As a student who has been attending a Nazarene University and a Nazarene Church for four years now, I will admit, I was fairly confident in my understanding of Nazarene doctrine. No, I had never actually read the Church of the Nazarene Manual, but really, what could a lousy pamphlet have to say about temperance that I have not already heard on this campus?
Quite a lot actually.
There I was, all ready to argue why Nazarene Theology and Pub Theology actually were not as incompatible as they first may appear. After all, both aim to spread the love of Jesus Christ. Both want to see sinners saved. And both advocate for a liberal dose of apologetics at every meal. Contrary to what eHarmony may tell you, it takes a lot more than a few common interests and beliefs to be compatible.
Before we get into why Nazarenes should probably never ever engage in Pub Theology, lets start by answering the question: What is Pub Theology?
Pub Theology is what it says on the label: go into a bar, find some new friends, and discuss our Lord and Savior Jesus Christ over a couple of pints. Apologetics meets ale.
While Google analytics may tell you this is a new trend, Pub Theology is actually a lot older than you think. Legend has it the first Pub Theologian was Saint Arnold of Soissons, who kicked off the trend when he saved his entire medieval village of heathens from the plague by insisting they all drink beer and beer alone. Another Pub Theologian that you have probably heard of was Martin Luther, who wrote in his book, “The Bondage of Will”: “Whoever drinks beer, he is quick to sleep; whoever sleeps long, does not sin; whoever does not sin, enters Heaven! Thus, let us drink beer!” Even C.S. Lewis was known to talk theology over a good lager.
While to some Christians, the idea of mixing the Bible and beer is just as crazy as the idea of mixing liquor and beer is to some wine snobs, most adherents of Pub Theology would argue they are just WWJD-ing. After all, the book of John tells us that Jesus’ first miracle was refilling the kegs. Uh, pardon me— refilling the ὑδρίαι.
If it’s not obvious already, I am all for this old trend made new. I love the idea of Christians meeting people where they are and spreading the light of Christ in the dark places.
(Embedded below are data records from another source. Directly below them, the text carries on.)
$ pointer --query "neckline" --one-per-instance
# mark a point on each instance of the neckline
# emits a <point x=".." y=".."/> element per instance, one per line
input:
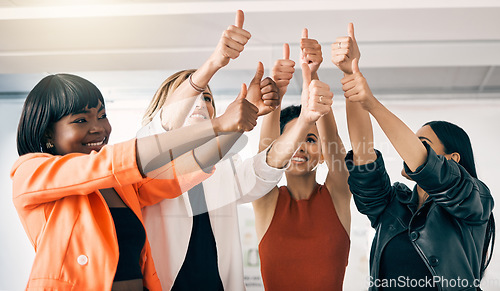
<point x="305" y="199"/>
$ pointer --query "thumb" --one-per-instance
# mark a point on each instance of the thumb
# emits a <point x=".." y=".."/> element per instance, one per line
<point x="258" y="74"/>
<point x="306" y="77"/>
<point x="286" y="51"/>
<point x="243" y="92"/>
<point x="240" y="17"/>
<point x="355" y="67"/>
<point x="350" y="31"/>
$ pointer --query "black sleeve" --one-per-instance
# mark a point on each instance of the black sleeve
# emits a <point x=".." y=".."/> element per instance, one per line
<point x="370" y="186"/>
<point x="453" y="188"/>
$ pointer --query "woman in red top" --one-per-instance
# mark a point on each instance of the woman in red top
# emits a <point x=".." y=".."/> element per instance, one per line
<point x="303" y="227"/>
<point x="80" y="199"/>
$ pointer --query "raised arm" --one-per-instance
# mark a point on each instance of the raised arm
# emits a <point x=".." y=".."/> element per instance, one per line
<point x="406" y="143"/>
<point x="157" y="150"/>
<point x="310" y="53"/>
<point x="282" y="150"/>
<point x="282" y="73"/>
<point x="344" y="51"/>
<point x="231" y="44"/>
The only question I still had was how do Nazarenes fit into this new trend?
The answer I arrived at will probably shock no one: Not at all.
Contrary to what I have been told, the Nazarene’s anti-alcohol doctrine has nothing to do with moderation or neighborly consideration. It doesn’t even really have to do with personal integrity. It has to do with the complete and total annihilation of “the social acceptability of the ‘alcohol culture.’” That’s right. Tonight we’re going to party like it’s 1929 because the Church of the Nazarene actually advocates for the total de-socialization of alcohol.
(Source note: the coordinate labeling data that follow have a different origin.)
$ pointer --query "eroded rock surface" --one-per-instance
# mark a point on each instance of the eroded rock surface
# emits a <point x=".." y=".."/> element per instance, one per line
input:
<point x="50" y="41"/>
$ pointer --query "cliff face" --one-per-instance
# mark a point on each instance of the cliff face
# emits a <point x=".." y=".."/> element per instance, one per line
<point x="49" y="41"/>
I am not here to share my opinion on the Nazarene policy concerning intoxicants. What I am here to share about is whether or not Pub Theology and Nazarene Theology are compatible. After researching the subject, it is my opinion that the two are 100 percent incompatible.
According to the manual, the goal of the Nazarene church is to eradicate social drinking and the acceptability of said practice from the face of society, not only by personally avoiding it, but by refusing to endorse, traffic or license alcohol. Not only that, Nazarenes are to actively minimize others’ access to alcohol and to vote against it. I’m pretty sure the option to vote against alcohol hasn’t been on the ballot since WWII, but way to be prepared.
Any way you dice it, if you are a member of the Nazarene church and you adhere to Nazarene doctrine, I do not see how you could, in good conscience, engage in Pub Theology.
But maybe you are not “that sort of Nazarene.” Maybe you don’t need the whole country to be dry, you just personally abstain from alcohol. And right now you are saying, what’s wrong with me sitting in a pub, chatting up the cliental, and winning local hearts and minds for Jesus? To all of you, I give this extended metaphor:
Imagine you are at your favorite burger joint, sitting at the dining room counter, enjoying your six oz. thick, juicy, 100 percent black angus beef patty. In saunters a new guy. He looks nice enough, but you can’t help noticing his PETA shirt. You decide to let it slide. He hops up to the counter and orders himself a cobb salad. You think, that’s odd, ordering a salad at the best burger joint in town. But he’s friendly enough, and roots for the Bears, so you decide to let it slide.
Until his salad arrives and he proceeds to pick every shred of bacon off of it. And that’s when you realize—this man isn’t here for the burgers or dogs. He’s not even here to watch the game. By the time he finally hands you a leaflet and break into his animal rights spiel, you are not even surprised. Like most people, you can spot a vegan from a mile away.
If you can understand how a vegan canvassing a burger joint could easily come across as preachy, judgmental and downright intrusive, then you can probably understand why anyone other than a designated driver might have a hard time abstaining from alcohol while trying to share the gospel in a bar.
But hey, if after all that you still think Pub Theology is something you have been called to peruse, then by all means, knock yourself out. Just do yourself a favor and hold off until after you graduate from Olivet.